Yüzüne Gözüne…
Hüseyin Yeğin
Birilerinin;
FETÖ ve PKK adına suç işlediğinde yakalanıp, yargılandığı ve müebbet yahut ağırlaştırılmış müebbet hapis cezası aldığı olmuştu, olacak da...
Rahip Andrew Brunson da terör örgütleri FETÖ ve PKK adına suç işledi, yakalandı, yargılandı.
Yazılanlara bakılırsa 3 yıl 1 ay 15 gün hapis cezası verilmiş.
Suçluymuş yani…
Gerekçeli kararı okumadık ama Rahip Andrew Brunson ABD'ye çoktaan gitti…
ABD, bu rahip için:
Stratejik ortağım dediği Türkiye'yi bir çırpıda gözden çıkardı. İttiriverdi uçurumun kenarına doğru.
Hiç düşünmedi bile.
Hele bir de o kıvrım kıvrım saçlarını bir yelpaze gibi dalgalandıran Trump'un dansları var ki unutulmaz.
Söz bizden yana açıldığında havalarda dans etti adam.
Uzun süre yere inmedi hiç!
ABD ile aramızda değişik sorunlar olabilir. Yığılan sivrilikler de.
Ama bir ülkenin stratejik ortağım dediği ülkeye reva görülecek şeyler değildi yaptıkları.
Tarihe kazınacaktır bu çirkinlikler.
Ve.
Bizimkiler de onlarla birlikte anılacaktır!
Suskunluklarının, çaresizliklerinin hazin dansından utanç duyacaklardır.
Trump, Twitter paylaşımında:
"Rahip Andrew Brunson için çok sıkı çalışıyoruz.

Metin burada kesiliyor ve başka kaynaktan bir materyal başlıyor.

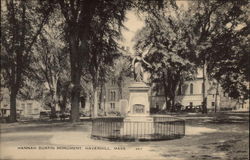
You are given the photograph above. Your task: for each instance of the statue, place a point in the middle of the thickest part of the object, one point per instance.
(137, 68)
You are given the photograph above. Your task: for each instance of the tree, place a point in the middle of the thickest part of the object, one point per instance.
(79, 17)
(222, 43)
(121, 71)
(22, 22)
(51, 63)
(164, 42)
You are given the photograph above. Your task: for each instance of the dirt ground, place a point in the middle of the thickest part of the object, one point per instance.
(215, 136)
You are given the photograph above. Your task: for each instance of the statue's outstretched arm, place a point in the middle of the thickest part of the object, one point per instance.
(146, 62)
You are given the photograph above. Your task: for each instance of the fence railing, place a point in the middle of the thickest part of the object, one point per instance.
(115, 128)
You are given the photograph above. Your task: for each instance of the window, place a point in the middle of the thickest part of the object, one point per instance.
(112, 105)
(191, 88)
(112, 96)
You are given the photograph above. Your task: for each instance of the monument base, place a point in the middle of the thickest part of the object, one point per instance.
(141, 127)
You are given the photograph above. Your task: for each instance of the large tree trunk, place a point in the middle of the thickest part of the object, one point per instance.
(13, 95)
(95, 99)
(216, 98)
(166, 92)
(204, 94)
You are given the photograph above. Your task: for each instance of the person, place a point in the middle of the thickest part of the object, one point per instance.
(137, 68)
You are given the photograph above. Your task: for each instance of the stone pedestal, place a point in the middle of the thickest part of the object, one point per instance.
(138, 120)
(138, 100)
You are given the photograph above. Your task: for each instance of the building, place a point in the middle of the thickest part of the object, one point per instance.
(189, 94)
(25, 108)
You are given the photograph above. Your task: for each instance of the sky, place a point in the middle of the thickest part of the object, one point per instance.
(134, 23)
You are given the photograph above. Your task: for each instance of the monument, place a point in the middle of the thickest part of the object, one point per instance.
(136, 122)
(138, 108)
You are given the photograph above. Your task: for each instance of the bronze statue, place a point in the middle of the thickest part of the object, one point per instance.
(137, 68)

Düşüncelerim ve dualarım Pastör Brunson'la. Onun yakında güvenle eve dönmesini umuyoruz " derken,
Cumhurbaşkanlığı İletişim Başkanı Fahrettin Altun:
"ABD başkanı Donald Trump'a bir kez daha hatırlatmak isteriz ki Türkiye demokratik bir hukuk devletidir ve Türk mahkemeleri bağımsızdır" dedi.
Trump koca harflerle:
RAHİP BRUNSON SERBEST BIRAKILDI, YAKINDA EVİNDE OLACAK" derken
bizimkiler:
"ABD başkanı Donald Trump'a bir kez daha hatırlatmak isteriz ki Türkiye demokratik bir hukuk devletidir ve Türk mahkemeleri bağımsızdır" dedi.
The Wall Street Journal gazetesi (ABD) duruşma daha devam ederken:
"Bugün Brunson'un pasaportunun geri verileceğini ve ABD'ye geri döneceğini," yazdı.
Çok kişi ve kurumlar duruşma öncesi ya da duruşma henüz bitmeden dedi ki:
"Rahip ABD'ye dönecek…"
Bizimkiler boş durmadı tabii:
"Hatırlatmak isteriz ki Türkiye demokratik bir hukuk devletidir ve Türk mahkemeleri bağımsızdır" dedi.
Çocukluğum geldi aklıma!
Kömürlüğe kömür taşıdığım günler.
Kuru kömürlerden değildi benim taşıdığım kömürler; yağlı kömürdü. Eline aldığında izleri kalan ve kendine özgü kokusu burnuna sinen kömürler.
Yapış yapıştı adeta. Rahmetli anam derdi ki:
"Benim güzel oğlum sana kaç kere söyledim şu kömürleri taşırken elini yüzüne gözüne götürmeyesin!"
O öyle dedikçe çenenim altı kaşınırdı. Çok geçmez göz kapaklarımın altına üstüne, kulağımın yanına ve enseme geçerdi kaşıntı.
Sonrası her yanım kömür lekeleriyle doluşurdu. Yağlı, kalın ve sinsi lekeler bir türlü çıkmazdı.
Bütün yük anama binerdi. Zavallı kadın ter döker, sıkılır ama ne yapıp eder o yağlı kömür lekelerini çıkarırdı.
O günden bu yana:
Bir iş yapıyorsam elime yüzüme bulaştırmamaya hep dikkat eder, bunun için olağanüstü çaba gösteririm.
Bilmem ki ömrüm bitmeden ülkem adına daha kaç utanç yaşayacağım.
Ve iktidarın hatalarla dolu yüklerini daha ne kadar taşıyıp duracağım.